Think of an infant, toddler, child, teenager, and adult. They described different stages in human development. Similarly, you can grow vegetables to different stages based on your timeline and taste preference:

  • Sprouts: 2-5 days old when the seeds have germinated and shoots emerge.
  • Microgreens or vegetable confetti: 1-3 weeks old young seedlings when the first leaves appear. eg. Pea shoots (Dou Miao) and Wheatgrass
  • Baby greens: 2-4 weeks youthful and tender greens. eg. baby spinach or baby Kai Lan.
  • Adult greens: 1-2 months full-sized greens.

For something simple and almost guarantee a bountiful harvest, try sprouting your mung beans, green peas, and buckwheat. A few Youtube videos are more than enough to teach you the tricks. They have 1-2 weeks turnaround besides being lauded for their high nutrition content.  a US Department of Agriculture study shows that microgreens can pack up to 40 times as nutrients as their mature counterparts.

2. Soiled-based and Soilless Culture

We are most familiar with soil-based gardening. The soil has 2 roles:

  • Provide nutrients to the plants through its organic component-dead plant and animal matter
  • Lend physical stability to the plants. This is especially critical for plants with expansive roots or stems such as pepper, cucumber, and potatoes

Unfortunately, soil-borne pests and weeds are an unavoidable nuisance. For this exact reason,  many people shun away from indoor gardening. Soilless culture or hydroponics, in contrast, make use of inert substrate to replace soil. The advantages often cited for hydroponics are:

  • Pest-free, hence no pesticide or contamination to your vegetables
  • Ability to control over the water, oxygen, and nutrients supply with pumps
  • Potentially faster and bigger yield. Roots now have direct access to nutrients,  relieving them from the search

3. Active vs Passive Hydroponics

How the nutrients are delivered to the roots determines if a hydroponics system is an active or passive one. Passive methods consist of Kratky and wicking. From a cost and setup simplicity perspective, they are definitely great for beginners.

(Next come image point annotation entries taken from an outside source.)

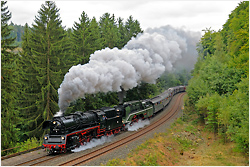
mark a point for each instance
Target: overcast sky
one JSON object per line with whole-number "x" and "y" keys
{"x": 193, "y": 15}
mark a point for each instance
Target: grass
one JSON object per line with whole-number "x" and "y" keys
{"x": 186, "y": 144}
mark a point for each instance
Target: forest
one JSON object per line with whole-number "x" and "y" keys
{"x": 219, "y": 88}
{"x": 35, "y": 58}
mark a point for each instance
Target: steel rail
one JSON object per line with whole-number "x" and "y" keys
{"x": 119, "y": 143}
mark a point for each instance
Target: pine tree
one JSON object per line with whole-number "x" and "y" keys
{"x": 9, "y": 83}
{"x": 132, "y": 28}
{"x": 95, "y": 42}
{"x": 79, "y": 42}
{"x": 47, "y": 50}
{"x": 109, "y": 30}
{"x": 122, "y": 40}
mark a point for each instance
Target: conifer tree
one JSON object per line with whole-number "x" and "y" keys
{"x": 132, "y": 28}
{"x": 9, "y": 83}
{"x": 109, "y": 30}
{"x": 95, "y": 42}
{"x": 49, "y": 48}
{"x": 79, "y": 42}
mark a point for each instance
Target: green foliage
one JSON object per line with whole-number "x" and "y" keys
{"x": 219, "y": 87}
{"x": 9, "y": 83}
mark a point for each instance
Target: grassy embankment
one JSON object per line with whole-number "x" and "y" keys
{"x": 187, "y": 143}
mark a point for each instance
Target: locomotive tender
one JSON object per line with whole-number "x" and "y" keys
{"x": 69, "y": 132}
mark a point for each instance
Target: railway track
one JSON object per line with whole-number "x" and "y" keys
{"x": 104, "y": 150}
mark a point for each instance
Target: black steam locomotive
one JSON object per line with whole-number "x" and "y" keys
{"x": 69, "y": 132}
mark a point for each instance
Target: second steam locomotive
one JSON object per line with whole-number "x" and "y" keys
{"x": 69, "y": 132}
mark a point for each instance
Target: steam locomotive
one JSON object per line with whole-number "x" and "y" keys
{"x": 71, "y": 131}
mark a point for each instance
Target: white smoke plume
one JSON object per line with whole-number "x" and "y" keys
{"x": 143, "y": 59}
{"x": 93, "y": 143}
{"x": 138, "y": 125}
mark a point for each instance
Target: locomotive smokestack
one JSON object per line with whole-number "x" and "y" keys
{"x": 121, "y": 95}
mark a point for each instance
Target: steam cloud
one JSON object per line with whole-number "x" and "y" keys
{"x": 143, "y": 59}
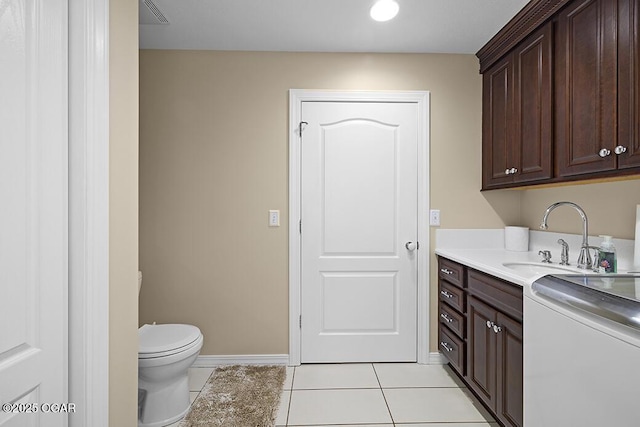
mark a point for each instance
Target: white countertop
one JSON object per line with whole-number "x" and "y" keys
{"x": 483, "y": 250}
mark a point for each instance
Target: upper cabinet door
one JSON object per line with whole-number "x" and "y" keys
{"x": 586, "y": 87}
{"x": 533, "y": 107}
{"x": 628, "y": 149}
{"x": 497, "y": 113}
{"x": 517, "y": 114}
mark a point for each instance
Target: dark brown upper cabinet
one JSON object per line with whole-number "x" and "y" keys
{"x": 586, "y": 87}
{"x": 629, "y": 85}
{"x": 561, "y": 94}
{"x": 517, "y": 114}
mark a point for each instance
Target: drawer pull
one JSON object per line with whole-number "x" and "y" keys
{"x": 604, "y": 152}
{"x": 446, "y": 318}
{"x": 446, "y": 346}
{"x": 446, "y": 294}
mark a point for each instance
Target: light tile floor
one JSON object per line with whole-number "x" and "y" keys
{"x": 367, "y": 395}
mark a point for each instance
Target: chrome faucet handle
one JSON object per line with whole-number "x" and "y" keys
{"x": 546, "y": 256}
{"x": 564, "y": 255}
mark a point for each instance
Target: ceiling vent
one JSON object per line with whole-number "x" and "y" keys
{"x": 150, "y": 13}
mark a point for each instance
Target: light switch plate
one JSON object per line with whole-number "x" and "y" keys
{"x": 274, "y": 218}
{"x": 434, "y": 217}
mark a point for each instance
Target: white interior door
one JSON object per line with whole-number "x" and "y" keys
{"x": 33, "y": 212}
{"x": 359, "y": 209}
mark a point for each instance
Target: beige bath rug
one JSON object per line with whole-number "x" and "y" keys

There is however a trade-off for passive hydroponics. As plants rely on the partially submerged roots or the wick to access nutrients, uptake is less efficient. Consequently, only small leafy vegetables like spinach and lettuce are suited for such a system.

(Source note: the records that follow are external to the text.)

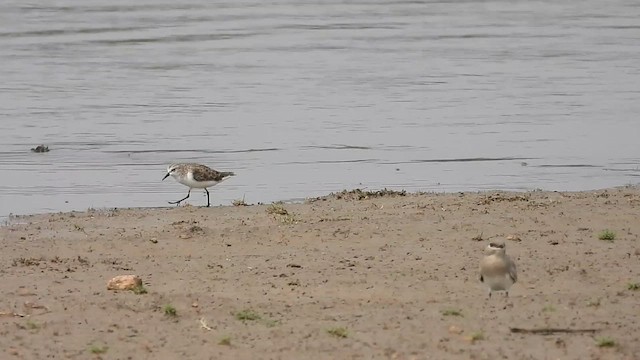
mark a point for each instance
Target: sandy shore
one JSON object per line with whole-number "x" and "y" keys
{"x": 337, "y": 278}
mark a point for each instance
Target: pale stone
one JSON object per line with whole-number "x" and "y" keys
{"x": 124, "y": 282}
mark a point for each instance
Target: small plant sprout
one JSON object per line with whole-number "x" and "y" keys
{"x": 32, "y": 325}
{"x": 549, "y": 308}
{"x": 98, "y": 349}
{"x": 170, "y": 310}
{"x": 593, "y": 302}
{"x": 225, "y": 340}
{"x": 605, "y": 342}
{"x": 139, "y": 290}
{"x": 239, "y": 202}
{"x": 607, "y": 235}
{"x": 339, "y": 332}
{"x": 451, "y": 312}
{"x": 477, "y": 336}
{"x": 247, "y": 315}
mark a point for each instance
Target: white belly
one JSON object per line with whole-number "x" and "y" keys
{"x": 497, "y": 283}
{"x": 192, "y": 183}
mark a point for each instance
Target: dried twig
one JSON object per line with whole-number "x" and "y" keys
{"x": 203, "y": 324}
{"x": 5, "y": 313}
{"x": 549, "y": 331}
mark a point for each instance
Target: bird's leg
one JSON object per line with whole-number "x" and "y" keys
{"x": 181, "y": 200}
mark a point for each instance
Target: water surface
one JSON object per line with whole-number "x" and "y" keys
{"x": 301, "y": 98}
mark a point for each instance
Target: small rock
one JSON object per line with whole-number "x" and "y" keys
{"x": 124, "y": 282}
{"x": 513, "y": 238}
{"x": 40, "y": 148}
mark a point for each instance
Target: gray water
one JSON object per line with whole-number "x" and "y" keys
{"x": 301, "y": 98}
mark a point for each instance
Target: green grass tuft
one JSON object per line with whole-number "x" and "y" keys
{"x": 339, "y": 332}
{"x": 605, "y": 342}
{"x": 607, "y": 235}
{"x": 170, "y": 310}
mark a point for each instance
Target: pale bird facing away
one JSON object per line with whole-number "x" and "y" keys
{"x": 497, "y": 270}
{"x": 195, "y": 176}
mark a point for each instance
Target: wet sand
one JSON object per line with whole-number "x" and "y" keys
{"x": 344, "y": 277}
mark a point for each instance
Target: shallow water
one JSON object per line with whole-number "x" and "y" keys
{"x": 304, "y": 98}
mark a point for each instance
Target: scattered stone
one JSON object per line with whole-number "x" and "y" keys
{"x": 124, "y": 282}
{"x": 40, "y": 149}
{"x": 513, "y": 238}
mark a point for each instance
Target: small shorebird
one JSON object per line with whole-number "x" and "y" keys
{"x": 497, "y": 270}
{"x": 195, "y": 176}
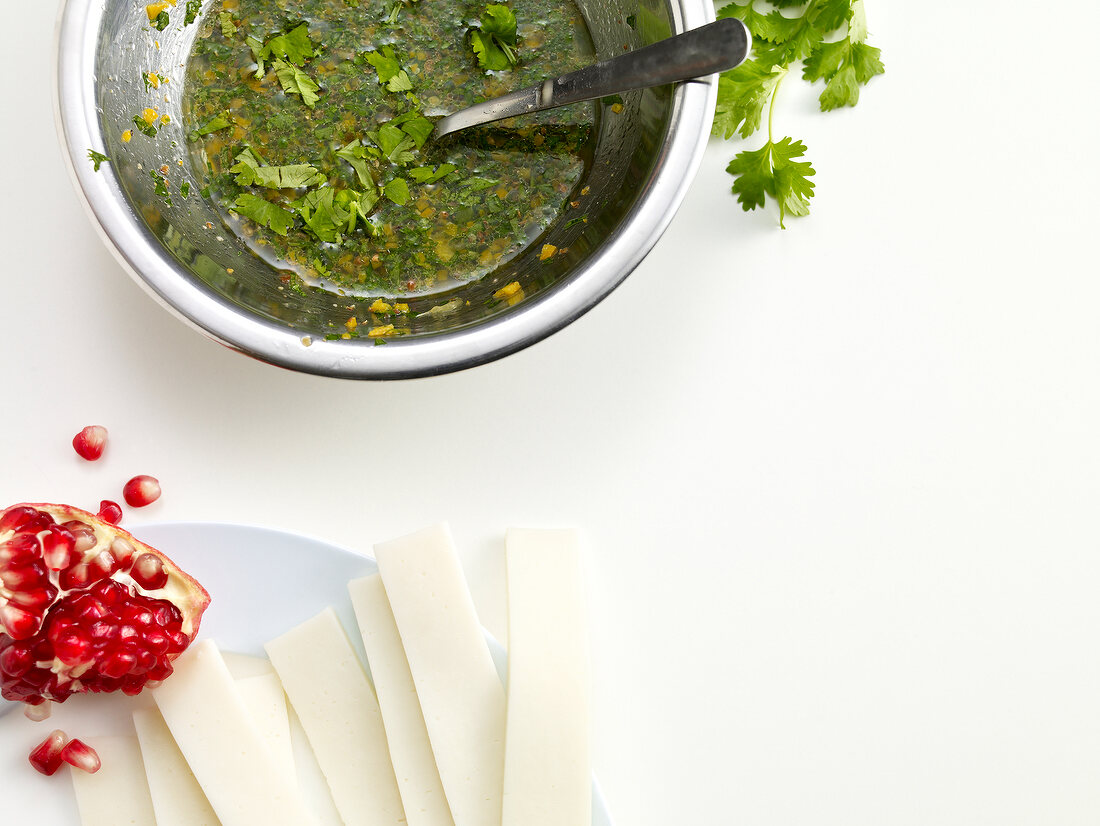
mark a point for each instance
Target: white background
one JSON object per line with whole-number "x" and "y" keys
{"x": 838, "y": 483}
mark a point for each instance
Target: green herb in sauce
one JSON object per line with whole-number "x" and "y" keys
{"x": 310, "y": 124}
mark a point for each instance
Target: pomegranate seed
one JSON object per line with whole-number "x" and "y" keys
{"x": 101, "y": 631}
{"x": 141, "y": 491}
{"x": 15, "y": 660}
{"x": 46, "y": 757}
{"x": 122, "y": 550}
{"x": 35, "y": 599}
{"x": 118, "y": 664}
{"x": 83, "y": 533}
{"x": 75, "y": 577}
{"x": 73, "y": 647}
{"x": 17, "y": 623}
{"x": 36, "y": 713}
{"x": 80, "y": 756}
{"x": 110, "y": 511}
{"x": 89, "y": 442}
{"x": 149, "y": 572}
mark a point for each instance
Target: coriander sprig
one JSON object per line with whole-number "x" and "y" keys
{"x": 779, "y": 41}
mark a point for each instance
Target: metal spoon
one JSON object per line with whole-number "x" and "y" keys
{"x": 700, "y": 52}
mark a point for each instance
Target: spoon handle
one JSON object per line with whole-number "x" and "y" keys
{"x": 696, "y": 53}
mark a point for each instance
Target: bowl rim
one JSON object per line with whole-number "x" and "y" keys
{"x": 218, "y": 318}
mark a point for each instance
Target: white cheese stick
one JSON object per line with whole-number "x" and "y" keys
{"x": 460, "y": 692}
{"x": 409, "y": 748}
{"x": 266, "y": 703}
{"x": 244, "y": 781}
{"x": 117, "y": 794}
{"x": 177, "y": 796}
{"x": 315, "y": 791}
{"x": 547, "y": 766}
{"x": 332, "y": 697}
{"x": 244, "y": 665}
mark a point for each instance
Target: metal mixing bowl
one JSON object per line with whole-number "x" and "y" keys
{"x": 644, "y": 161}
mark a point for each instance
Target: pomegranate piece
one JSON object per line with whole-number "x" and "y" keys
{"x": 81, "y": 756}
{"x": 46, "y": 757}
{"x": 110, "y": 511}
{"x": 37, "y": 713}
{"x": 87, "y": 607}
{"x": 141, "y": 491}
{"x": 89, "y": 442}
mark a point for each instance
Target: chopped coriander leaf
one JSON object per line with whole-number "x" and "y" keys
{"x": 494, "y": 42}
{"x": 428, "y": 175}
{"x": 144, "y": 127}
{"x": 296, "y": 81}
{"x": 215, "y": 124}
{"x": 394, "y": 144}
{"x": 228, "y": 24}
{"x": 257, "y": 54}
{"x": 264, "y": 212}
{"x": 251, "y": 172}
{"x": 355, "y": 154}
{"x": 161, "y": 186}
{"x": 153, "y": 79}
{"x": 293, "y": 46}
{"x": 397, "y": 190}
{"x": 389, "y": 69}
{"x": 415, "y": 125}
{"x": 475, "y": 184}
{"x": 97, "y": 158}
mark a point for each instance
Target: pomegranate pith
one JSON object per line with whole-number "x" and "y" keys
{"x": 46, "y": 757}
{"x": 141, "y": 491}
{"x": 89, "y": 442}
{"x": 81, "y": 756}
{"x": 87, "y": 607}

On the contrary, the water pump in an active system proactively delivers the nutrient solution to the roots. Types of the active system include Deep Water Culture (DWC), Ebb and Flow, Nutrient Film Technique (NFT), Drip, and Aeroponics. These systems are messier. They require installation of air pumps, water pumps, and tubing. At the same time, you need to ensure electricity access and regular maintenance to avoid downtime.

4. Growth Media in Soilless Culture

Growth media are inert materials used to replace the physical support function of soil. By itself, it doesn’t retain or release any substance that can intervene with the plant growth. There are 3 characteristics to look out for in your choice of media:

  • Water retention capability
  • Air porosity: the higher the porosity, the better the root oxygenation
  • Cation exchange capacity: the higher the capacity, the longer the nutritional elements take to be released to the roots

Refer to Growth Media 101 if you would like to have a detailed understanding of the pros and cons of each growth medium. The commonly used media are:

  • Coco Coir
  • Perlite
  • Clay Pellets
  • Vermiculites

5. Plant Nutrition and Supplement

Up until the microgreens stage, the plants are self-sufficient with nutrient reserves in the seed. However, any growth beyond that requires doses of the 13 essential elements.

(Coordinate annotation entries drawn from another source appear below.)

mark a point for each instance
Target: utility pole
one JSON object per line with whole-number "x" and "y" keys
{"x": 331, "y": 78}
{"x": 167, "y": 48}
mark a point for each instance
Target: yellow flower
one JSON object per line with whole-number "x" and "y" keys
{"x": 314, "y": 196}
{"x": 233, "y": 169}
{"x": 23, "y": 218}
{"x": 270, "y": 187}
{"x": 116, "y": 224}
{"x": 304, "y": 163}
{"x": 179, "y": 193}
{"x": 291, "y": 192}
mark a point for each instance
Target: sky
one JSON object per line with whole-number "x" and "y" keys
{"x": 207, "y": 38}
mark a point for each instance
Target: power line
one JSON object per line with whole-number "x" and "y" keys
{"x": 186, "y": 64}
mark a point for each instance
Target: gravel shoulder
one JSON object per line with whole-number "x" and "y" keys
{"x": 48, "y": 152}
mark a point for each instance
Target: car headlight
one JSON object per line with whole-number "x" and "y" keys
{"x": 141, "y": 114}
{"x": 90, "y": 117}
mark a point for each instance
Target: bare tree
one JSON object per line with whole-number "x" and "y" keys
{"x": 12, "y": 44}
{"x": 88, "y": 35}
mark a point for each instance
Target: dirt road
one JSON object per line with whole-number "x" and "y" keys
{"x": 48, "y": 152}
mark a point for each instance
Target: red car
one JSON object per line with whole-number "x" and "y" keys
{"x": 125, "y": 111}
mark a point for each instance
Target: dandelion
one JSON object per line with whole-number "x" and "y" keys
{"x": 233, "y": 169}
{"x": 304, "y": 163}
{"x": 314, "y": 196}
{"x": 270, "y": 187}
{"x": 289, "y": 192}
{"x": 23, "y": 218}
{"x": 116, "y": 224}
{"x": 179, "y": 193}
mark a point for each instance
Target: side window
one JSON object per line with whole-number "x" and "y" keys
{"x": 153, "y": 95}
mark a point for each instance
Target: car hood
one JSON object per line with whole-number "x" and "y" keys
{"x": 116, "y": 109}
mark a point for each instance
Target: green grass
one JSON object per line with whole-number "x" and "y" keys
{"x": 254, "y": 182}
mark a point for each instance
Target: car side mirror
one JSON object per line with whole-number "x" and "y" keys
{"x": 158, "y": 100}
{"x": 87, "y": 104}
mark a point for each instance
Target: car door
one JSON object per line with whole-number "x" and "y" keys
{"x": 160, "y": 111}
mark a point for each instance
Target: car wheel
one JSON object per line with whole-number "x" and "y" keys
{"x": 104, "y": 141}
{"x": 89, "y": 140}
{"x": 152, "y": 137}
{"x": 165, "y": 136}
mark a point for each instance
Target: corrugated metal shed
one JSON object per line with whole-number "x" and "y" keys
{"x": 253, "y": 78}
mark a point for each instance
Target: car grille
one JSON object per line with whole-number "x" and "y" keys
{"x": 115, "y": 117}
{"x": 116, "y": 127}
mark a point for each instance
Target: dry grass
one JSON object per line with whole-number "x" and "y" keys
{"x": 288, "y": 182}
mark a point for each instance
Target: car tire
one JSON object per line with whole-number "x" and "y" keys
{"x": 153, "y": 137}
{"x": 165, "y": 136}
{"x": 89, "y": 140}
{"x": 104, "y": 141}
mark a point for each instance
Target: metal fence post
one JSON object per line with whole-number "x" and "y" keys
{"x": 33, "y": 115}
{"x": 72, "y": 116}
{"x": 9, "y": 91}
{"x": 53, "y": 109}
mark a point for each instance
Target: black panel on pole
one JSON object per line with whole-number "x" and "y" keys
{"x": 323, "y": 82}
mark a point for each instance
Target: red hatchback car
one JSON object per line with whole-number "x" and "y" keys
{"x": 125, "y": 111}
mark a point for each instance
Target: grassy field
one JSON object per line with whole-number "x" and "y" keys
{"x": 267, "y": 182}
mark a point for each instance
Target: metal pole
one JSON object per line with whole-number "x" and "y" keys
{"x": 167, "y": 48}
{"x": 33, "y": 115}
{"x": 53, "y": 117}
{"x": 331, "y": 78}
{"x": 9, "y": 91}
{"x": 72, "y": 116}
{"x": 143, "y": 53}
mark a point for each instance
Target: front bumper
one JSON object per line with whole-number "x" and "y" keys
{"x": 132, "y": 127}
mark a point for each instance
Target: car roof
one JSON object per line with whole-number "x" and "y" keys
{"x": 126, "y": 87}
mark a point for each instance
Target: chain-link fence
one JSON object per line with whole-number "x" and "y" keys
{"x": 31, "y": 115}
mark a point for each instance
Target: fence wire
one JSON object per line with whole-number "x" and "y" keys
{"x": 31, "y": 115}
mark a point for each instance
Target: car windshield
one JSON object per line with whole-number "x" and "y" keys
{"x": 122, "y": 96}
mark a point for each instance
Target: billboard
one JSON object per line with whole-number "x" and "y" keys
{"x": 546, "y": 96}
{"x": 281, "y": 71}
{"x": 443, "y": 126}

  • Macroelements: nitrogen (N), phosphorus (P), potassium (K). magnesium (Mg), calcium (Ca), and sulfur (S). Plants need them in large quantities.
  • Microelements or trace elements are iron (Fe), manganese (Mn), zinc (Zn), boron (B), copper (Cu), molybdenum (Mo), and silicon (Si). Plants need them in small quantities.

In terms of application, fertilizers are specific to the growing method. Soil-based fertilizers tend to provide just the macroelements assuming most microelements are present in the soil. Hydroponics fertilizers are formulated to provide all 13 essential elements. Often, they are sold as A and B solutions to prevent chemical reactions between chemicals.